One of my favorite sections in The Together Teammate is around Closing Loops. Closing Loops is important for to-dos to be closed to finality, to ensure others know the status of tasks, and to avoid duplicate work.
I was thinking about this in the context of Ticketmaster. Stay with me here, but sometime in early 2025, I got into the pre-sale Ticketmaster waiting room and excitedly purchased three tickets to see comedian John Mulaney in December of 2025–for Dr. Together, Together Tech Exec, and myself. For some inane reason, I have two separate Ticketmaster accounts (and I also have StubHub and SeatGeek accounts!), which inevitably leads to a whole kerfuffle: Where did I put the tickets? Did a third party send them to me in yet another app? Did I save them to Apple Wallet? Had I shared them with Dr. Together? And so on. After several previous occasions of hunting frantically for tickets before an event, I vowed to Close the Loop like never before.

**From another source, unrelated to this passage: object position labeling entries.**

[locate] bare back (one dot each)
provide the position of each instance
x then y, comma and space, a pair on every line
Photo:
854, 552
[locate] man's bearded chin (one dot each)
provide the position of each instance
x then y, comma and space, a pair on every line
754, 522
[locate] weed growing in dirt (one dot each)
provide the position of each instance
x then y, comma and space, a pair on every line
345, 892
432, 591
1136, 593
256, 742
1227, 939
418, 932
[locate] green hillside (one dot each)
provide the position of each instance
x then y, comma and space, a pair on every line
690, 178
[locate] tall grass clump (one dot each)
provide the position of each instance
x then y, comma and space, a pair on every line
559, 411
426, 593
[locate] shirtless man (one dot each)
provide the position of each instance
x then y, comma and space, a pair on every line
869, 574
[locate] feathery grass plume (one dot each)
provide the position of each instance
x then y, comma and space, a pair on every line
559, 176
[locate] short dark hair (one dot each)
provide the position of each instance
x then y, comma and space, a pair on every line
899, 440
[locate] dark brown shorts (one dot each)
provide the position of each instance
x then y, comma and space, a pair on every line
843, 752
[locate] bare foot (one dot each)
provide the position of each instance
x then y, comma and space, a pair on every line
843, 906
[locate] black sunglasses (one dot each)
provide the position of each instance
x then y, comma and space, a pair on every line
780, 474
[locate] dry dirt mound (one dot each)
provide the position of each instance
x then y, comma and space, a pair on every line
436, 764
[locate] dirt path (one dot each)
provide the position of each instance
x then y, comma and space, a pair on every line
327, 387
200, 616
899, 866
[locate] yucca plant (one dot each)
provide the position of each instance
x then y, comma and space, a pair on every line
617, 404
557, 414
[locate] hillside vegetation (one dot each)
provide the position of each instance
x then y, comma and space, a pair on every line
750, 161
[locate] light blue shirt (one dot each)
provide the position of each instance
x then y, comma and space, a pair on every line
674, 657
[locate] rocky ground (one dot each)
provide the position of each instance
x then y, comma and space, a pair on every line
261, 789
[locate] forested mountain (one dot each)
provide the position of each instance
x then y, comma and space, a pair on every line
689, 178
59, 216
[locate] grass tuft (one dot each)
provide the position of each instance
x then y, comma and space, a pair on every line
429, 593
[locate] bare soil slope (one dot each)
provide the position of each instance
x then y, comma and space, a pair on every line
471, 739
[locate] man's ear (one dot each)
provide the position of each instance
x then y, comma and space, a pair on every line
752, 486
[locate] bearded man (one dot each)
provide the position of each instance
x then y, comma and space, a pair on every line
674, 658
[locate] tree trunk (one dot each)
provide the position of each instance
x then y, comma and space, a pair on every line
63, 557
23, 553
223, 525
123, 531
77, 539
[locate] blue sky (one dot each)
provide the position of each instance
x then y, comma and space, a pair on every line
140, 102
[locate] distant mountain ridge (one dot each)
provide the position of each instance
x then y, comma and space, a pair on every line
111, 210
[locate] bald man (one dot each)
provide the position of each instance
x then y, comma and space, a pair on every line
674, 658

Upon purchase of the tickets, I immediately entered the show date into our family Google calendar (per usual), BUT I took it one step further to Close the Loop WITH A BOW.

Check out that second appointment and the parenthetical “Tickets in Maia’s Apple Wallet.” Because these are tickets that happened to land upon purchase, I added to my calendar where I had put them – no last-minute frantic hunting for me that week!
So, this got me thinking about how we can all Close the Loops Tightly in work and life – to take the extra step to release the mental load because the bow is tied tightly. This is a powerful step in your own system (like my Ticketmaster story) but becomes a super-power when working with others. A few examples came to mind:
- When you send an inquiry or request to someone, do you have a system to follow-up if it is not returned? Just because you request it of someone else, you are still responsible for Closing the Loop. Some people cc: themselves, set task or calendar reminders, or have a delayed send ready to go.
- When you are handling a task, do you include a step to update the other parties as needed? I know when I assign a task, it lives somewhere in the back of my brain and takes some mental load. But if there is a regular agenda item to receive a status update, that ensures the Closed Loop.
- When you promise someone an update—even if the answer is “nothing changed” —do you actually send it? For example, if you tell your boss, “I’ll circle back once I hear from Legal,” the loop isn’t closed when Legal responds; it’s closed when you proactively follow up and say, “I heard back from Legal—no issues, moving forward as planned,” or “Still waiting, next check-in is Friday.”
- When things change, do you close a loop before opening a new one? What I mean by this is saying aloud, “Path A is officially closed as we have decided it is not viable. Let’s pursue Plan B.” Sometimes ideas can linger that others thought would be pursued, so we must take the time to formally communicate the shift in plans.
To me, Closing the Loop is not about being rigid. It is taking the extra step to define clarity, ownership, and finality – helping us all reduce the mental load of wondering, hunting, or waiting.